Flink CEP實現源碼解析

05-29

Flink CEP實現源碼解析

來自專欄 Flink源碼閱讀分享

引言

本文主要分享flink cep原理的深入理解，很多人可能還不知道flink cep是什麼，flink cep其實實現自一篇論文，具體論文細節見我之前的一篇文章的分享[flink-cep-paper]. flink cep的全稱是Complex Event Processing，在我看來它主要能做的是在一個連續不斷的事件中提取出用戶所關心的事件序列，他和flink的filter運算元的區別在於filter只能去實現單個元素的過濾，而cep是能完成先後順序事件的過濾。下面讓我們來走進他的源碼實現原理吧。以下代碼基於社區1.4.2分支分析。

我們的文章以一系列問題來展開：

用戶定義的Pattern最後會以什麼形式工作
當CEP Operator獲取到上游一個運算元的時候會做什麼事情？
在ProcessingTime和Eventtime的語義下處理邏輯有什麼不同點？
匹配成功的元素如何存儲，狀態機轉化流程是怎麼樣的？
超時未匹配成功的元素會做什麼？

問題一

用戶在定義Pattern和condition之後，會通過NFAcompiler將Pattern翻譯成一個一個相關聯的State，表明了這一組規則的狀態機的走向流程。

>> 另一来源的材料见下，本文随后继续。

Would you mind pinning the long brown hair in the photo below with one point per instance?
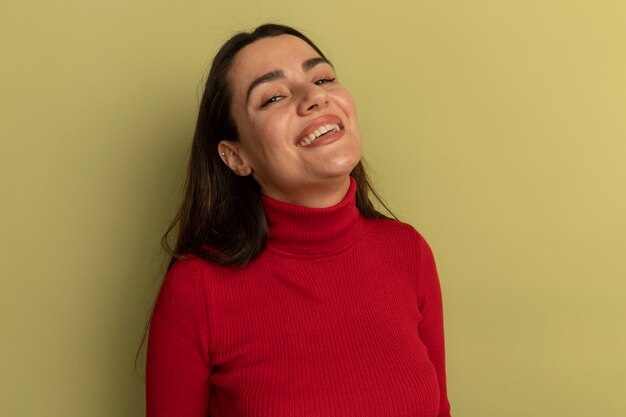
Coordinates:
(221, 218)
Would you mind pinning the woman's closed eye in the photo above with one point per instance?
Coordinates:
(324, 80)
(272, 99)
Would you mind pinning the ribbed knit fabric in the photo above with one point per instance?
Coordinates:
(340, 316)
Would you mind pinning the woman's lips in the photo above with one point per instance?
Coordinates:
(327, 126)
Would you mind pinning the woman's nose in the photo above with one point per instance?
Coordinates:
(313, 98)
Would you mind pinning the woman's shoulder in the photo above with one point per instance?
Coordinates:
(395, 229)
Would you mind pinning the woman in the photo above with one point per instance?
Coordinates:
(288, 293)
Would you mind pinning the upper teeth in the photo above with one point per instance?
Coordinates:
(310, 138)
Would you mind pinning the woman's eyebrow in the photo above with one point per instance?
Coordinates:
(307, 66)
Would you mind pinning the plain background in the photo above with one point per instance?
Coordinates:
(496, 127)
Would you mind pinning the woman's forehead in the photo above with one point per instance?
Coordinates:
(284, 53)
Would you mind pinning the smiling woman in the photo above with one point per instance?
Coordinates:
(288, 293)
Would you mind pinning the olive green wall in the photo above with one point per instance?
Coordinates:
(497, 128)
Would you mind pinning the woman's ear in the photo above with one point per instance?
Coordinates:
(229, 152)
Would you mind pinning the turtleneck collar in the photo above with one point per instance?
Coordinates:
(314, 232)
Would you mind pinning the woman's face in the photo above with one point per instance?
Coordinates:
(298, 130)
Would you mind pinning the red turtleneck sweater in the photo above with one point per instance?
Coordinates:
(339, 316)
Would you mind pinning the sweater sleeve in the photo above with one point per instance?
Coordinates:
(178, 364)
(431, 327)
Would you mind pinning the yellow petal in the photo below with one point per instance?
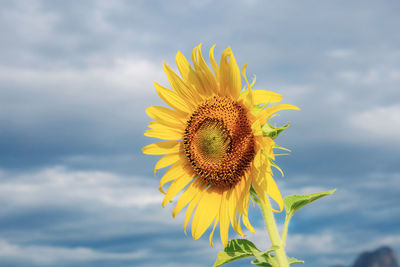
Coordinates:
(247, 97)
(175, 172)
(273, 191)
(160, 148)
(197, 187)
(164, 133)
(189, 75)
(172, 99)
(229, 73)
(204, 71)
(264, 115)
(212, 232)
(166, 161)
(206, 211)
(232, 210)
(166, 116)
(244, 204)
(224, 220)
(264, 96)
(192, 205)
(176, 187)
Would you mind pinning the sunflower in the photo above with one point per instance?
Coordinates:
(217, 142)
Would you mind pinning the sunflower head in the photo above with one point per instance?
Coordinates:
(217, 140)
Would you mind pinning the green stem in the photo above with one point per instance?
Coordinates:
(274, 235)
(285, 229)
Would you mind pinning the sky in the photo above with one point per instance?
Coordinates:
(77, 76)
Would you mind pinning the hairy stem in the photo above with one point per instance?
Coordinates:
(274, 235)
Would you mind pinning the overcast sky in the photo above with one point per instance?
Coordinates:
(76, 77)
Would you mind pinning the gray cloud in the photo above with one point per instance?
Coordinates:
(75, 80)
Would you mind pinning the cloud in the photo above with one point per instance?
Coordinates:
(50, 255)
(381, 124)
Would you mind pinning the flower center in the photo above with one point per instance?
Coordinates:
(219, 142)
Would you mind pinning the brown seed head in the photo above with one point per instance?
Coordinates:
(219, 142)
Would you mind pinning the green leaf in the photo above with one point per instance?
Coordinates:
(235, 250)
(264, 262)
(294, 261)
(295, 202)
(273, 131)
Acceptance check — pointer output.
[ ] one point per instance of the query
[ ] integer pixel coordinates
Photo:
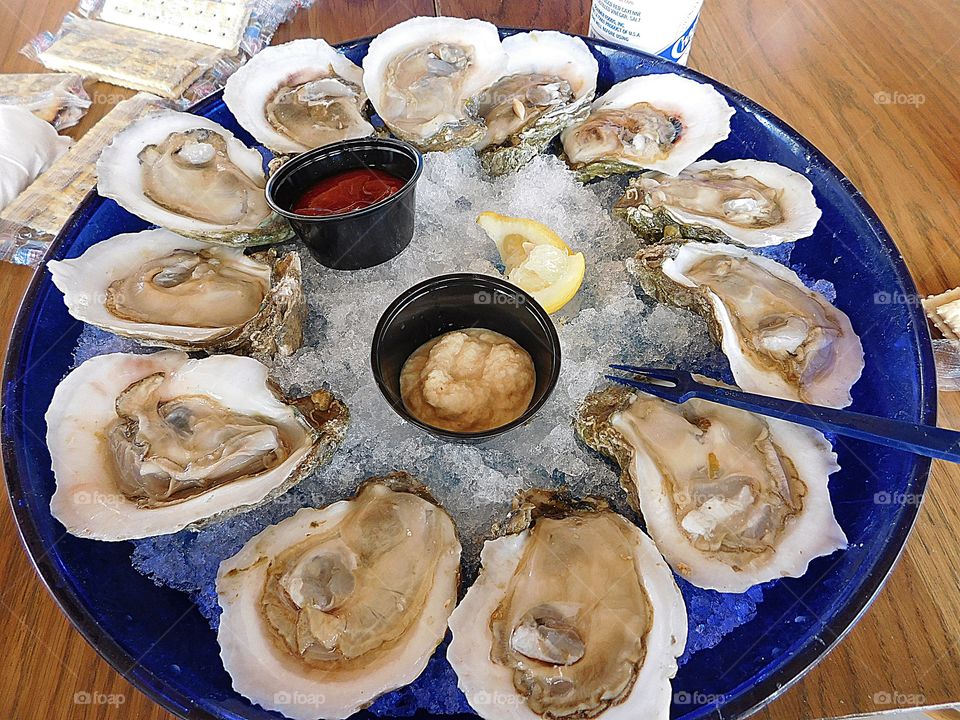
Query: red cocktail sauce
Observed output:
(348, 191)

State包括 $Start、Normal、Final、Stop$ ，start表示一個起始狀態例如

begin(A).followedBy(B)

這裡面A就是一個start狀態。Final狀態表示整個序列已經匹配完成可以向下游發送了，Stop狀態是用來處理否定類型的規則，一旦到達Stop狀態即意味著整個匹配過程失敗。各個狀態之間通過StateTransition來連接，連接方式有：

ignore: 忽略此次匹配的元素proceed: 相當於forward的意思，到達下一個狀態，不存儲元素，繼續做下一個狀態的condition判斷take：存儲本次的元素

這是一段創建中間狀態的代碼

private State<T> createMiddleStates(final State<T> sinkState) { State<T> lastSink = sinkState; // 不斷往上遍歷pattern進行state的生成 while (currentPattern.getPrevious() != null) { if (currentPattern.getQuantifier().getConsumingStrategy() == Quantifier.ConsumingStrategy.NOT_FOLLOW) { //skip notFollow patterns, they are converted into edge conditions } else if (currentPattern.getQuantifier().getConsumingStrategy() == Quantifier.ConsumingStrategy.NOT_NEXT) { final State<T> notNext = createState(currentPattern.getName(), State.StateType.Normal); final IterativeCondition<T> notCondition = getTakeCondition(currentPattern); // 否定類型的pattern需要創建一個stop state final State<T> stopState = createStopState(notCondition, currentPattern.getName()); if (lastSink.isFinal()) { //so that the proceed to final is not fired 結尾狀態不用proceed過去做下一次計算了，可以直接ignore到Final，然後輸出結果 notNext.addIgnore(lastSink, new NotCondition<>(notCondition)); } else { notNext.addProceed(lastSink, new NotCondition<>(notCondition)); } // 在滿足Not_NEXT的條件的時候就轉化成stop狀態即匹配失敗 notNext.addProceed(stopState, notCondition); lastSink = notNext; } else { // 非否定類型的狀態的處理邏輯都在這個方法中 lastSink = convertPattern(lastSink); } // we traverse the pattern graph backwards followingPattern = currentPattern; currentPattern = currentPattern.getPrevious(); final Time currentWindowTime = currentPattern.getWindowTime(); if (currentWindowTime != null && currentWindowTime.toMilliseconds() < windowTime) { // the window time is the global minimum of all window times of each state windowTime = currentWindowTime.toMilliseconds(); } } return lastSink; }

生成這樣的state列表之後，最終會創建一個NFA，一個NFA中包含了兩個重要組件：

一個是SharedBuffer用於存儲中間匹配命中的數據，這是一個基於論文實現的帶版本的內存共享，主要解決的事情是在同一個元素觸發多個分支的時候避免存儲多次。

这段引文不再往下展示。